敏感脆弱的掌心忽地被羽毛尖轻轻撩过,带来过电般刺激酥痒的感受。
池萤手指一颤,整条胳膊都麻痹的仿佛失去知觉,唯有手心残留的那抹潮湿水意格外清晰。
起先还以为是错觉,可很快再一次重复的触感让她明白过来这是切切实实正在现实上演的一幕。
脑袋仍然混乱的发着懵,太过割裂的行为根本很难与阮秋词联系到一块。
她怔怔垂眸,腕骨上扣着根根白皙修长的手指,在昏暗的光线里呈现出如玉般微冷的质感,漂亮的不带有任何情。欲色彩。
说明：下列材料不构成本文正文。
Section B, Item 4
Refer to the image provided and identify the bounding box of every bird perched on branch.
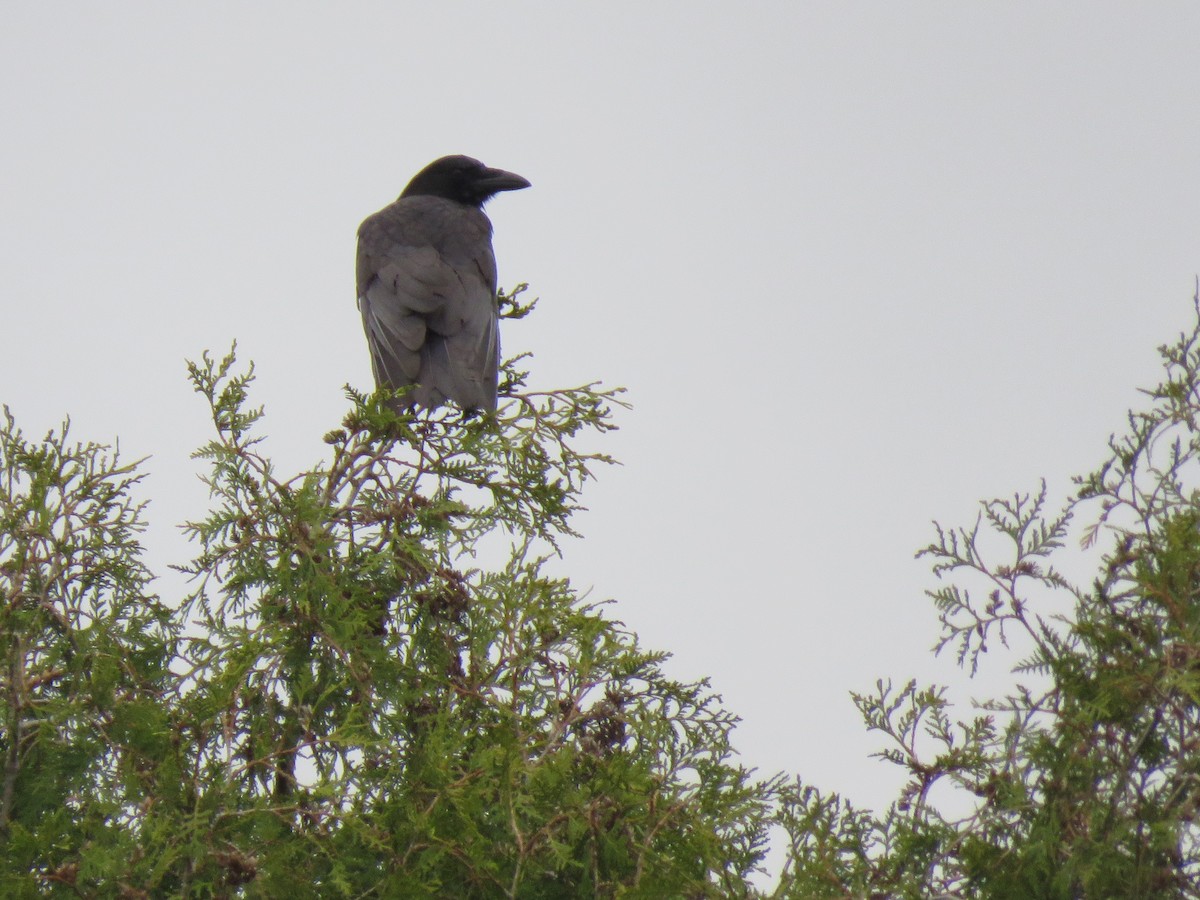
[358,156,529,410]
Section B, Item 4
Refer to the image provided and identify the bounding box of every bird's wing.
[358,203,499,409]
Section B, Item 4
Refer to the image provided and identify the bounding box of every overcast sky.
[0,1,1200,849]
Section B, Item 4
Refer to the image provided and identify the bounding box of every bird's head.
[401,156,529,206]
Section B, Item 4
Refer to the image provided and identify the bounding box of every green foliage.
[11,283,1200,900]
[776,299,1200,900]
[0,295,775,898]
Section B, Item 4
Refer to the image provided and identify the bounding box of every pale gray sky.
[0,2,1200,835]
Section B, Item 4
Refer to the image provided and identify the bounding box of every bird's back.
[358,196,499,410]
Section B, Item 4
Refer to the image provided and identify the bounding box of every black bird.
[358,156,529,410]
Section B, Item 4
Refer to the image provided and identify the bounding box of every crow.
[358,156,529,412]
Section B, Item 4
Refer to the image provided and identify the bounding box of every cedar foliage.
[7,288,1200,899]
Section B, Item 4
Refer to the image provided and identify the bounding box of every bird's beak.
[475,169,529,193]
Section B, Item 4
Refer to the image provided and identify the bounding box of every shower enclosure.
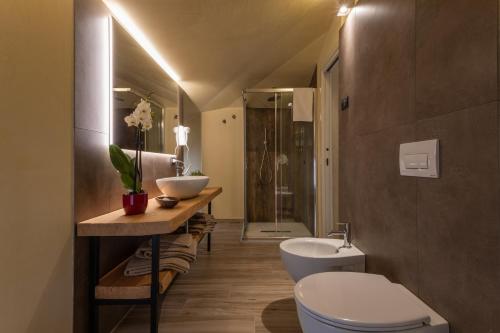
[243,88,315,239]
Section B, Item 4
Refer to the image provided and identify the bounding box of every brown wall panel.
[340,0,500,333]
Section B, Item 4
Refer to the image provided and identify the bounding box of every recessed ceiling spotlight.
[337,5,351,16]
[103,0,180,82]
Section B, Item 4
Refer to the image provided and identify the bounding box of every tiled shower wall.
[340,0,500,333]
[74,0,175,333]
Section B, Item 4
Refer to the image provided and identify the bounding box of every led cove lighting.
[103,0,180,82]
[108,16,115,145]
[337,5,350,16]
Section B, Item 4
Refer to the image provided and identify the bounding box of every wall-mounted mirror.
[111,19,180,154]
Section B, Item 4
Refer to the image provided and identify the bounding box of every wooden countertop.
[76,187,222,236]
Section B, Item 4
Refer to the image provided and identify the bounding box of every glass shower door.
[243,89,314,239]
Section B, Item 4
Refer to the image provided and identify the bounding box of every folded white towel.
[123,257,191,276]
[149,233,193,247]
[135,234,198,262]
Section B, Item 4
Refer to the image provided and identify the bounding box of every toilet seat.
[294,272,430,332]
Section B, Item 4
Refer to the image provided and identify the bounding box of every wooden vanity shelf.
[95,234,204,299]
[76,187,222,333]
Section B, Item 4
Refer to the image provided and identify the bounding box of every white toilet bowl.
[294,272,449,333]
[280,237,365,282]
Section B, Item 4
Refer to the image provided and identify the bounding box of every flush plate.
[399,139,439,178]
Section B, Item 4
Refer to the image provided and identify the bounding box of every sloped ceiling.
[110,0,338,111]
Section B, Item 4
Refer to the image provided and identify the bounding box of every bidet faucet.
[172,158,184,177]
[327,223,351,249]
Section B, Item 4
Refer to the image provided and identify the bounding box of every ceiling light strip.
[103,0,180,83]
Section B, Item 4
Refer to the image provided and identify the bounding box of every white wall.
[201,107,245,219]
[0,0,74,333]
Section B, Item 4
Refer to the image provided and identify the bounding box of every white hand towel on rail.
[293,88,314,122]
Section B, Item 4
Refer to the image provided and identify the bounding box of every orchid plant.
[109,99,153,194]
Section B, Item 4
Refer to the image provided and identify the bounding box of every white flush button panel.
[399,139,439,178]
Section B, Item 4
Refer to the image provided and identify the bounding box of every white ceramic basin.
[156,176,210,199]
[280,237,365,282]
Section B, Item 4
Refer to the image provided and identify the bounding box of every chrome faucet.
[327,223,351,249]
[172,158,184,177]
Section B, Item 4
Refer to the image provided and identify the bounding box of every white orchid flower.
[124,99,153,131]
[125,115,139,127]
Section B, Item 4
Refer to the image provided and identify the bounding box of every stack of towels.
[189,212,217,234]
[124,234,198,276]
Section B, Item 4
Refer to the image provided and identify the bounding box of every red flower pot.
[122,193,148,215]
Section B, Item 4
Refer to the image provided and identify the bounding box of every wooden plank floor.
[114,222,302,333]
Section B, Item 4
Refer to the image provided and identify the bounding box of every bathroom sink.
[156,176,210,199]
[280,237,365,282]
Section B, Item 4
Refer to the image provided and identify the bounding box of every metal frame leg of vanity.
[89,202,212,333]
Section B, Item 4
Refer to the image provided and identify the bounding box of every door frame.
[318,50,340,237]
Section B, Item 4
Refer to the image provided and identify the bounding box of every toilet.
[294,272,449,333]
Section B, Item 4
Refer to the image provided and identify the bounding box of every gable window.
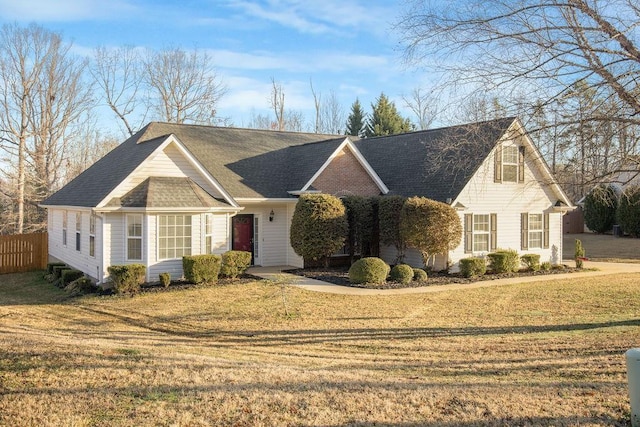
[204,214,213,254]
[494,145,524,182]
[464,214,498,253]
[62,211,69,247]
[89,213,96,258]
[76,212,82,252]
[158,215,191,259]
[127,214,142,261]
[520,213,549,249]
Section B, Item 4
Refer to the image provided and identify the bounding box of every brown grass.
[0,273,640,426]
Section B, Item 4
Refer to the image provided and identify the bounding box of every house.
[42,118,572,282]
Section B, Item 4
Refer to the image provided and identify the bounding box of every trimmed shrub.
[182,255,222,284]
[160,272,171,288]
[400,197,462,265]
[349,257,391,284]
[413,268,428,282]
[107,264,147,294]
[378,196,407,264]
[290,194,349,267]
[520,254,540,271]
[390,264,413,285]
[460,257,487,277]
[487,249,520,274]
[47,262,66,274]
[584,185,618,233]
[220,251,251,279]
[60,270,84,288]
[616,186,640,237]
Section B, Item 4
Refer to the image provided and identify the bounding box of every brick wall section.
[312,147,380,196]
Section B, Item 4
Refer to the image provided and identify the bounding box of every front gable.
[97,135,239,208]
[301,138,389,196]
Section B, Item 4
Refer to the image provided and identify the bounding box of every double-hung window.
[76,212,82,252]
[464,214,498,253]
[127,214,142,261]
[158,215,191,259]
[89,213,96,258]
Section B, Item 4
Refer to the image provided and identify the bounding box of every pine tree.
[345,98,366,136]
[365,93,413,137]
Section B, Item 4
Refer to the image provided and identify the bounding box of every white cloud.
[0,0,136,22]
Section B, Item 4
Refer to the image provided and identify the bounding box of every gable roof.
[106,176,230,208]
[355,117,515,202]
[41,122,344,207]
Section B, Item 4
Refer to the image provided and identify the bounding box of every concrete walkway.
[247,261,640,295]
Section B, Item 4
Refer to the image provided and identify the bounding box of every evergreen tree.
[345,98,366,136]
[365,93,413,137]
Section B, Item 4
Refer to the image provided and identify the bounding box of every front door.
[231,214,253,264]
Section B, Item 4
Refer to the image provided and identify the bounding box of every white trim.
[290,138,389,194]
[96,134,240,208]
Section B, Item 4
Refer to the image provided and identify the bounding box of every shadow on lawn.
[78,306,640,346]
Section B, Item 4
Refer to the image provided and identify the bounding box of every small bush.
[520,254,540,271]
[182,255,222,284]
[460,257,487,277]
[160,273,171,288]
[60,270,84,288]
[47,262,66,274]
[413,268,429,282]
[349,257,391,284]
[391,264,413,285]
[487,249,520,274]
[220,251,251,279]
[107,264,147,294]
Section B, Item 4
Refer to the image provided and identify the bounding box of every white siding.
[47,208,101,279]
[106,144,222,202]
[449,139,562,265]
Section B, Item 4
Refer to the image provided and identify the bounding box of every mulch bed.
[286,265,584,289]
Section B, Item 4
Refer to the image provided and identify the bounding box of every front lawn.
[0,273,640,427]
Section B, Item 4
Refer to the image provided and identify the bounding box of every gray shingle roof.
[42,118,514,207]
[355,117,515,202]
[107,176,230,208]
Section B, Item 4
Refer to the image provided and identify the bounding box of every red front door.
[232,215,253,264]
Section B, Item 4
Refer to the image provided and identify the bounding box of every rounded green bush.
[349,257,391,284]
[413,268,428,282]
[391,264,413,285]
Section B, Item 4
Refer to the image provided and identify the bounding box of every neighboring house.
[42,118,571,282]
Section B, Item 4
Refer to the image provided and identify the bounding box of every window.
[502,145,518,182]
[464,214,498,253]
[473,215,489,252]
[76,212,82,252]
[158,215,191,259]
[127,214,142,261]
[520,213,549,250]
[494,145,524,182]
[529,214,543,249]
[204,214,213,254]
[62,211,69,247]
[89,213,96,257]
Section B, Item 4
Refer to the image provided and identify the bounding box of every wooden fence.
[0,233,49,274]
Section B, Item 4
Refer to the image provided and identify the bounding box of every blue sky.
[0,0,436,134]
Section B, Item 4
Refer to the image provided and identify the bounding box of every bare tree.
[0,25,93,233]
[90,46,146,135]
[402,88,438,130]
[397,0,640,196]
[143,48,226,124]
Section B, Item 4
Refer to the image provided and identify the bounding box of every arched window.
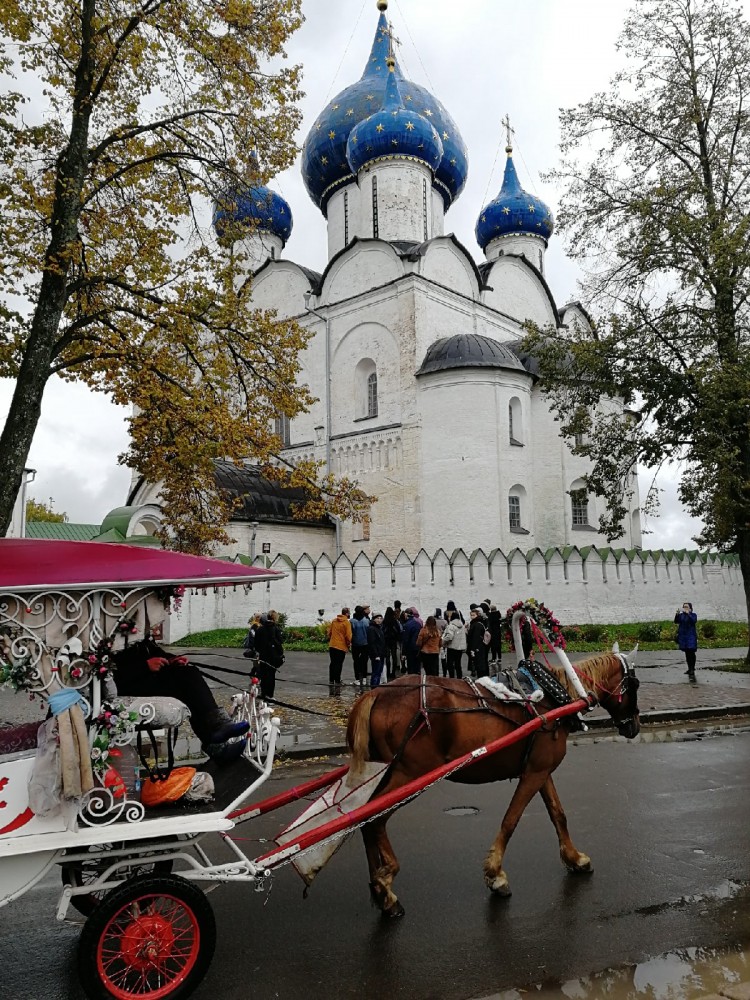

它的主人却以这样一个强硬把控的姿势,舌尖像是讨好地,轻轻舔舐着她的手心。
好痒
视线上移,女人眼眸澄净,浓密长睫微阖,忽略她脸颊那抹潮红,简直清冷自持的跟平日没有两样。
池萤较劲抗衡,手指蜷缩,难以抑制地打着颤,终是率先承受不住地收回手,咬牙道:“明天你最好别忘记”
红唇倾覆,将所有不满的话语堵回喉腔。
触感柔软的不可思议,整个人好像掉进了一团云朵里,被温柔托举,缠绵缱绻。
池萤无奈、又或是抵御不了诱惑的,放弃了所有扫兴的反抗,张唇接纳。
唇齿交融,生涩的感受着陌生的快意。
一种前所未有的满足充实胸腔,身体宛如气球,轻飘飘浮在空中。
安静室内只能听到急促的呼吸声,手腕不知何时放松恢复自由,不需要任何人教导,无比自然的纯粹依随本能搂上女人纤细的腰肢。
指腹无意识抵着细腻的皮肤轻轻磨蹭,蹭过腰侧某处敏感的区域时,阮秋词呼吸一滞,颤颤巍巍发出低吟。
婉转的声线和平时很不一样,带着钩子似挠着人。